Issues like this come up often in new construction, as owners are left sparring with developers to get work done and problems corrected. The situation is complicated because individual owners generally cannot make a claim against a developer for problems with the common areas. If the floors in your apartment warped, for example, you could press the developer to fix them. But only the board has the power to make claims for problems with the issues like the lobby, the elevator or roof. So, until the owners have control of the board, and not the developer, your options are limited.
As a unit owner, you can seek help from the state attorney general’s office now. “The attorney general does have a lot of power,” said Ms. Cummins, and can investigate, mediate or even, in extreme cases, take action on behalf of unit owners, as the office is “essentially the gatekeeper for all new condos or co-ops.”
Once that next apartment sells and the owners take control of the board, hire an engineer or architect “to be your eyes and ears,” Ms. Cummins said, as larger problems may be lurking beneath the surface. The building systems, like the roof and heating, should have warranties, and if you have concerns about defects, you will need to assert those claims as soon as possible before any statues of limitations expire.

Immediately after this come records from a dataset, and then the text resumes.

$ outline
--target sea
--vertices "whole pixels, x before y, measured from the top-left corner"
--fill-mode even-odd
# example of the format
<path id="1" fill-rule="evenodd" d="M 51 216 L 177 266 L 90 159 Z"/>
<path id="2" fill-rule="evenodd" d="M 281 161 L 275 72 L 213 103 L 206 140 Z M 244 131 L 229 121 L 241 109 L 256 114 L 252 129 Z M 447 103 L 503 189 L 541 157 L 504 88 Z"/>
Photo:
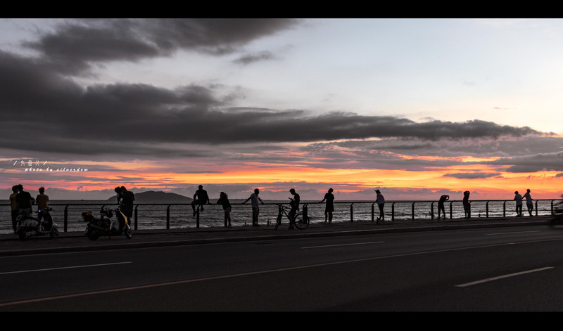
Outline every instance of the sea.
<path id="1" fill-rule="evenodd" d="M 252 208 L 250 203 L 242 204 L 243 200 L 231 200 L 232 210 L 231 220 L 233 227 L 248 226 L 252 224 Z M 550 215 L 552 204 L 557 204 L 558 200 L 534 200 L 533 214 L 538 216 Z M 433 203 L 434 202 L 434 203 Z M 289 207 L 286 202 L 265 201 L 260 205 L 258 223 L 262 226 L 273 226 L 278 215 L 278 204 L 283 203 Z M 303 204 L 308 203 L 303 201 Z M 308 214 L 311 223 L 324 222 L 324 204 L 318 202 L 309 202 Z M 463 205 L 460 201 L 448 201 L 445 204 L 446 216 L 450 219 L 450 207 L 451 204 L 452 218 L 464 217 Z M 487 204 L 488 205 L 488 217 L 502 217 L 505 213 L 507 216 L 515 216 L 515 202 L 512 200 L 472 201 L 472 218 L 484 218 L 487 216 Z M 373 206 L 373 218 L 372 218 Z M 392 219 L 399 221 L 413 219 L 424 220 L 431 219 L 434 212 L 434 219 L 438 217 L 438 203 L 431 201 L 396 201 L 386 202 L 385 204 L 385 221 L 391 221 Z M 117 205 L 108 200 L 51 200 L 49 207 L 53 209 L 51 215 L 56 223 L 59 231 L 64 231 L 65 210 L 66 210 L 67 232 L 82 232 L 86 228 L 86 223 L 82 221 L 83 212 L 91 212 L 95 217 L 99 217 L 99 212 L 102 207 L 115 208 Z M 220 205 L 208 205 L 205 210 L 200 213 L 199 224 L 194 216 L 191 206 L 189 204 L 163 204 L 161 202 L 151 203 L 144 202 L 136 205 L 137 223 L 132 221 L 133 228 L 138 230 L 165 229 L 167 227 L 167 212 L 169 212 L 169 228 L 213 228 L 224 226 L 224 212 Z M 434 211 L 432 210 L 434 209 Z M 350 221 L 372 221 L 377 218 L 379 214 L 377 205 L 373 201 L 339 201 L 334 202 L 333 222 L 350 222 Z M 504 211 L 505 209 L 505 212 Z M 523 206 L 524 215 L 528 214 L 526 202 Z M 37 207 L 34 206 L 34 212 Z M 284 216 L 283 223 L 288 219 Z M 13 233 L 10 205 L 0 204 L 0 234 Z"/>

The developer does have an incentive to finish this work — until it’s complete, the building cannot get a permanent certificate of occupancy. But you may need to ramp up the pressure, once you can, to get it done. To that end, the new board should hire a lawyer, ideally one familiar with new construction, who can advise. “I’m generally averse to litigation, I think it’s terrible for everybody,” said Ms. Cummins. “But sometimes it’s unavoidable.”